Un mutant en chasse l’autre

Monster Z : l'Incassable du pauvre

Monster Z est avant tout un film de commande, ce qui peut excuser son côté impersonnel, mais cela n’excuse pas la réalisation indigente et le scénario anémique qui caractérisent le résultat. Les choses démarrent pourtant bien : le « monstre » du titre est un mutant (Tatsuya Fujirawa, que l’on a pas oublié depuis Battle Royale) rejeté par ses parents à cause de ses dons télépathiques. En gros, il peut commander la volonté des humains par la pensée, par la simple force de son regard. Seulement, ce pouvoir le consume petit à petit, au point de le rendre unijambiste.

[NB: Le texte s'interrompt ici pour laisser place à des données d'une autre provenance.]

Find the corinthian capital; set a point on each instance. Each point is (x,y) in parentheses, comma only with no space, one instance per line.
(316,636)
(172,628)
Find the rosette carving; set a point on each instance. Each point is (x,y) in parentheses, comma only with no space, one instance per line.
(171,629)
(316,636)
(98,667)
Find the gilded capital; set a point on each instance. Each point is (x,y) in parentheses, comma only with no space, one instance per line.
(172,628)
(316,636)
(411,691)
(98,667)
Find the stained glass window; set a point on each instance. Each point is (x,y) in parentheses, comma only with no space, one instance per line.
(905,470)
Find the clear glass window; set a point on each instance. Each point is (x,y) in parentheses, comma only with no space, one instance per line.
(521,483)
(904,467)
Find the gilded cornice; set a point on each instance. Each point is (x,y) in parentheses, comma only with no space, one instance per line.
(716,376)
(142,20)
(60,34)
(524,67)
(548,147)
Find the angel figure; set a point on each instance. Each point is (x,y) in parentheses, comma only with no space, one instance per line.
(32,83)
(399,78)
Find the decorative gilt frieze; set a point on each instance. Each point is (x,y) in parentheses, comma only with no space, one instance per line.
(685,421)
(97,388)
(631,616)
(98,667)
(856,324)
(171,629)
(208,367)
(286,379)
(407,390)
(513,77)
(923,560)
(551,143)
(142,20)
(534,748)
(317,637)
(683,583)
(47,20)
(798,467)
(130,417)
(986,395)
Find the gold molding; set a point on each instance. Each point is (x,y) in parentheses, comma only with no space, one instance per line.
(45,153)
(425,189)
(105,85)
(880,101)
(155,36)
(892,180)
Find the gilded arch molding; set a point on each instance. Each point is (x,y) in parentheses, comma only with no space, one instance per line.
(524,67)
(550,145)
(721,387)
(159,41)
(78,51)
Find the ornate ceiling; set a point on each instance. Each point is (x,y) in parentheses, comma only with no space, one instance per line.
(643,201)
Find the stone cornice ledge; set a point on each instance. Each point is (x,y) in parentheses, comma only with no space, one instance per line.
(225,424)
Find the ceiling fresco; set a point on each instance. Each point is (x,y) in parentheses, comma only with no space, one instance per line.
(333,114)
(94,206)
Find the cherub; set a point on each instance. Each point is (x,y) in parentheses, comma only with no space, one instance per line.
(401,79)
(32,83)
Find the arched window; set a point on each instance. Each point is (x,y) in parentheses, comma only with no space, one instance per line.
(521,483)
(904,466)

Fragile mais surpuissant, ce professeur Xavier sociopathe grandit seul, jusqu’à ce qu’un événement bouleverse sa vie : un homme, Tanaka (Takayuki Yamada, habitué des films de Takashi Miike comme 13 Assassins), résiste à son pouvoir, et a lui le pouvoir de guérir de toutes ses blessures. Pourquoi lui ? A cette question simple, Hideo Nakata tente d’apporter de très lourdingues réponses, Monster Z n’étant pas, contre toute attente, un film de super-héros exploitant les pouvoirs de deux personnages antinomiques (totalement pompés sur l’Incassable de Shyamalan), mais un drame vaguement spectaculaire au rythme de cloporte claudiquant, assorti de réflexions existentielles involontairement hilarantes – comme ce fabuleux proverbe « il faut vivre jusqu’à ce qu’on soit mort », répété comme un mantra.

Excepté un dénouement marquant où notre pas-si-méchant-monstre-mais-quand-même provoque la mort collective de spectateurs d’un opéra, rien ou presque ne vient sortir le public de sa torpeur. Les personnages secondaires sont irritants, les traumas surlignés au stabilo, le duo d’acteurs principaux prisonnier d’une mise en scène les laissant cabotiner dans le vide… À tout prendre, il aurait peut-être mieux fallu qu’un artisan plus concerné et énergique que Nakata prenne les manettes.